AlexMennen comments on Clarifying Consequentialists in the Solomonoff Prior

AlexMennen 11 Jul 2018 18:24 UTC
LW: 3 AF: 2
0
AF
I’m not convinced that the probability of S’ could be pushed up to anything near the probability of S. Specifying an agent that wants to trick you into predicting S’ rather than S with high probability when you see their common prefix requires specifying the agency required to plan this type of deception (which should be quite complicated), and specifying the common prefix of S and S’ as the particular target for the deception (which, insofar as it makes sense to say that S is the “correct” continuation of the prefix, should have about the same “natural” complexity as S). That is, specifying such an agent requires all the information required to specify S, plus a bunch of overhead to specify agency, which adds up to much more complexity than S itself.
- paulfchristiano 12 Jul 2018 1:44 UTC
  LW: 7 AF: 3
  0
  AF Parent
  specifying the agency required to plan this type of deception (which should be quite complicated)
  Suppose that I just specify a generic feature of a simulation that can support life + expansion (the complexity of specifying “a simulation that can support life” is also paid by the intended hypothesis, so we can factor it out). Over a long enough time such a simulation will produce life, that life will spread throughout the simulation, and eventually have some control over many features of that simulation.
  And specifying the common prefix of S and S’ as the particular target for the deception (which, insofar as it makes sense to say that S is the “correct” continuation of the prefix, should have about the same “natural” complexity as S)
  Once you’ve specified the agent, it just samples randomly from the distribution of “strings I want to influence.” That has a way lower probability than the “natural” complexity of a string I want to influence. For example, if 1/quadrillion strings are important to influence, then the attackers are able to save log(quadrillion) bits.
  - AlexMennen 12 Jul 2018 3:46 UTC
    LW: 2 AF: 1
    0
    AF Parent
    Suppose that I just specify a generic feature of a simulation that can support life + expansion (the complexity of specifying “a simulation that can support life” is also paid by the intended hypothesis, so we can factor it out). Over a long enough time such a simulation will produce life, that life will spread throughout the simulation, and eventually have some control over many features of that simulation.
    Oh yes, I see. That does cut the complexity overhead down a lot.

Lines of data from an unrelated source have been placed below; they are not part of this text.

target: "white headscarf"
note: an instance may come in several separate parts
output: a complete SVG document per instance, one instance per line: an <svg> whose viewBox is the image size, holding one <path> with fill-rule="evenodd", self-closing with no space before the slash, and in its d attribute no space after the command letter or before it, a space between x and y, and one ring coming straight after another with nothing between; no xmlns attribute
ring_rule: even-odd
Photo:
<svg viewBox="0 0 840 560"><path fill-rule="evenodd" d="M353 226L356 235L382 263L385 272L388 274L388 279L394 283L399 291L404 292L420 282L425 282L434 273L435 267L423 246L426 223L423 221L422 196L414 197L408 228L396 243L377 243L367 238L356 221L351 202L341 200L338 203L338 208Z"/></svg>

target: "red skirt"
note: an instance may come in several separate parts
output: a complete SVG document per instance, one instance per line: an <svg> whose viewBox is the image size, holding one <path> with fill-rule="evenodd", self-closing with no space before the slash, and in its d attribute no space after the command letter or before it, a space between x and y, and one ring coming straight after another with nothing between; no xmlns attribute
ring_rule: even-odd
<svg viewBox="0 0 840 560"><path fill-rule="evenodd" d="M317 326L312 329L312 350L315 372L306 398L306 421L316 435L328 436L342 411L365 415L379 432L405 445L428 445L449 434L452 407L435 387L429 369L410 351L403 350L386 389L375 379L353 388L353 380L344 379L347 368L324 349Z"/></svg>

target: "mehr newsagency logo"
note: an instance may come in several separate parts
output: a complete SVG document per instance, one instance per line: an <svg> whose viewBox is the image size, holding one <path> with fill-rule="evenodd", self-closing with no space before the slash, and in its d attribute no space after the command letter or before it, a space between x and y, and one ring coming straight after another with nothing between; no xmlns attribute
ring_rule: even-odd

    Once you’ve specified the agent, it just samples randomly from the distribution of “strings I want to influence.” That has a way lower probability than the “natural” complexity of a string I want to influence. For example, if 1/quadrillion strings are important to influence, then the attackers are able to save log(quadrillion) bits.
    I don’t understand what you’re saying here.
- Vlad Mikulik 11 Jul 2018 19:55 UTC
  LW: 1 AF: 1
  0
  AF Parent
  I agree that this probably happens when you set out to mess with an arbitrary particular S, I.e. try to make some S’ that shares a prefix with S as likely as S.
  
  However, some S are special, in the sense that their prefixes are being used to make very important decisions. If you, as a malicious TM in the prior, perform an exhaustive search of universes, you can narrow down your options to only a few prefixes used to make pivotal decisions, selecting one of those to mess with is then very cheap to specify. I use S to refer to those strings that are the ‘natural’ continuation of those cheap-to-specify prefixes.
  
  There are, it seems to me, a bunch of other equally-complex TMs that want to make other strings that share that prefix more likely, including some that promote S itself. What the resulting balance looks like is unclear to me, but what’s clear is that the prior is malign with respect to that prefix—conditioning on that prefix gives you a distribution almost entirely controlled by these malign TMs. The ‘natural’ complexity of S, or of other strings that share the prefix, play almost no role in their priors.
  
  The above is of course conditional on this exhaustive search being possible, which also relies on there being anyone in any universe that actually uses the prior to make decisions. Otherwise, we can’t select the prefixes that can be messed with.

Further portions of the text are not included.